Cliffe Pools is at the end of Salt Lane, beyond the aggregate works and mounds of sand and grit. A rubble path leads to the nature reserve, and the shouts of gulls, who have claimed an island in the middle of one of the pools. This part of the Estuary is home or a stopping-off point for thousands of resident and migratory birds, including avocets, nightingales, dabbling ducks, lapwings and warblers. The pools were once pits used for clay extraction, but now they’re given over to wildlife and protected by the RSPB. It’s a strange landscape, a jigsaw of lagoons, grassland and salt marsh framed on one side by the Thames shore and on the other by the swan-necks of diggers and distant machinery. Mayflies and bluebottles sway in and out of the brambles, and a man releases his four spaniels into one of the pools.
Further east, the feeling of isolation deepens on the approach to the Isle of Grain: there’s only one road in and out. The land is flat and fertile, with young orchards and polytunnels on either side. In spite of the presence of major infrastructure – the London Thamesport, power stations – it still feels remote and unpeopled. There aren’t any other cars on the road.
St James’s Churchyard, by Grain Fort, contains the graves of World War One soldiers, including a man from a Suffolk regiment. Why did he end up here, on this curious Kentish promontory? The track leads to a silent shingle beach, and the wide Thames with Southend and Shoeburyness on the other side. A cargo ship cruises close to the Essex shore. The beach is buffered against the powerful tide with groynes and sandbags. A set of steps leads down to the water, but the railings have rusted away up to the high tide mark.
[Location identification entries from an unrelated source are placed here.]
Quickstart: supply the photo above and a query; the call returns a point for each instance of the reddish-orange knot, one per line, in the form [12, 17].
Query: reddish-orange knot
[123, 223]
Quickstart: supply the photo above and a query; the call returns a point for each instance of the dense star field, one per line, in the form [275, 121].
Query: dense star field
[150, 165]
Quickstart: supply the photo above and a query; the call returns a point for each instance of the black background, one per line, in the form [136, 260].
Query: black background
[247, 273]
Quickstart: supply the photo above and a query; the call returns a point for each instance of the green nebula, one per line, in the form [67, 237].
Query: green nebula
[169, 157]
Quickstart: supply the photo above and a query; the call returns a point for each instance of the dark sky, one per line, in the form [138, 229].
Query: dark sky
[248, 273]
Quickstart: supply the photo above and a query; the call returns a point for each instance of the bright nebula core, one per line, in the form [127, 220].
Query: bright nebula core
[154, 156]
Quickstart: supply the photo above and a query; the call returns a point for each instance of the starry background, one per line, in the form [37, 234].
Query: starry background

On the other side of the promontory, facing Sheerness, a rusting hulk sits marooned in the middle of the water, with Garrison Point Fort behind it, guarding the entry to the River Medway. The sense of the area’s wartime past and its strategic defence position is tangible. A graffitied searchlight shelter looms over the footpath and at low tide the disintegrating masts of the SS Richard Montgomery can be seen off the Sheerness shore. The Montgomery sank in August 1944 after becoming stranded on a sandbank, and the shipwreck is thought to still contain its huge cargo of explosives.
All the way along the concrete sea defences, there are people fishing. We pass a couple who have two rods out and a boombox. The man shows us what he’s just caught: a tiny silver sea bass, quivering and twitching, which he holds out on his palm, gently flexing its fin before letting it go.
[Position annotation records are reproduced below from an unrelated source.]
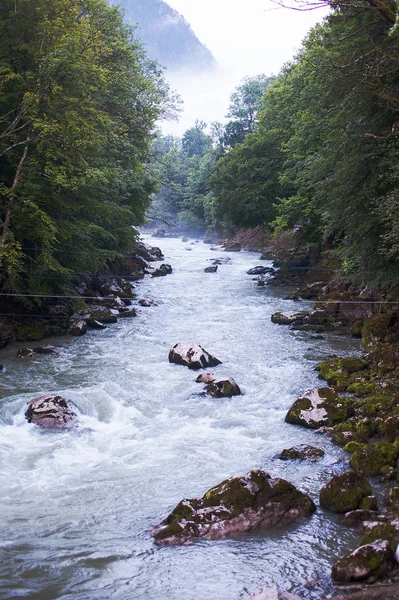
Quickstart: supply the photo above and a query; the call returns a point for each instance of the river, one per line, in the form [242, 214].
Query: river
[76, 506]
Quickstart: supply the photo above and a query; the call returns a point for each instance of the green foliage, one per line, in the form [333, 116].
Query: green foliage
[80, 98]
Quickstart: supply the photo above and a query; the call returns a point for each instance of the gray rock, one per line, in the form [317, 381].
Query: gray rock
[272, 593]
[375, 559]
[235, 506]
[78, 328]
[51, 412]
[192, 356]
[318, 407]
[344, 492]
[302, 452]
[224, 387]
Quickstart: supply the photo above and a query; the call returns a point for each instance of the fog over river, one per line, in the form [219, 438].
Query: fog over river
[77, 505]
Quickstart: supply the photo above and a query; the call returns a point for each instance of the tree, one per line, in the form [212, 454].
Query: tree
[78, 103]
The bridge between the mainland and the Isle of Sheppey seems vast. The sky is bright and it feels like a holiday. An empty two-carriage train goes by slowly in the opposite direction. As we pass Queenborough a sign advertising shotblasting services reminds me of the trips my dad and I used to make to breakers’ yards, where we’d pick our way among the half-wrecks of boats and barges shored up to be reclaimed for parts or scrap metal.
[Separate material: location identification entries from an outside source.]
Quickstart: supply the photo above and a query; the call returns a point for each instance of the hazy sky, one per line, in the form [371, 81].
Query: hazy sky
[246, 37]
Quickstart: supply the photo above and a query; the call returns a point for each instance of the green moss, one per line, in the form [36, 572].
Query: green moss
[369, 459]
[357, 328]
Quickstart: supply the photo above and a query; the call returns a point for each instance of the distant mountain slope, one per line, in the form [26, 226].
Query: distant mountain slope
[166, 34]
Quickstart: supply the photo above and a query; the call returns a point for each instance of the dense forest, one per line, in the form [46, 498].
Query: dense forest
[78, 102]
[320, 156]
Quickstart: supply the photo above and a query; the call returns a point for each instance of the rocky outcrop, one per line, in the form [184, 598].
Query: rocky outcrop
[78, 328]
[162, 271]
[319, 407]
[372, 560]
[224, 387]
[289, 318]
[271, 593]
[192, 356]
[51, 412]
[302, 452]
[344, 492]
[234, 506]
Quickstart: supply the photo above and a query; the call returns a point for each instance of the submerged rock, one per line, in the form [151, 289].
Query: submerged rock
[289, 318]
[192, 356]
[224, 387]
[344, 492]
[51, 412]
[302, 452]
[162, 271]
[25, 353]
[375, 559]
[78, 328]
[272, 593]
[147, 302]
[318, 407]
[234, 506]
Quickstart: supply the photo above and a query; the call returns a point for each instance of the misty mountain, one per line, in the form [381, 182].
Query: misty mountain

The once-grand but now-derelict buildings of Sheerness Dockyard are sectioned off behind security fences. Hundreds of ships were built there in the eighteenth and nineteenth centuries, including the Victorian warship HMS Gannet, which survives at Chatham Historic Dockyard and has a second life as a wedding venue. Many ships also ‘finished’ in this part of the Thames, brought to the docks to be broken up and scrapped, including my father’s. I think of the ship’s blistered deck and the heavy, warm smell of oil residue that rose out of its tanks. The workshop where my father showed me how to mend ropes, and the thrilling burr that resonated through the cabins when the engines were turning. Up on the sea wall, the river looks bluer, wider, like the beginning of open water.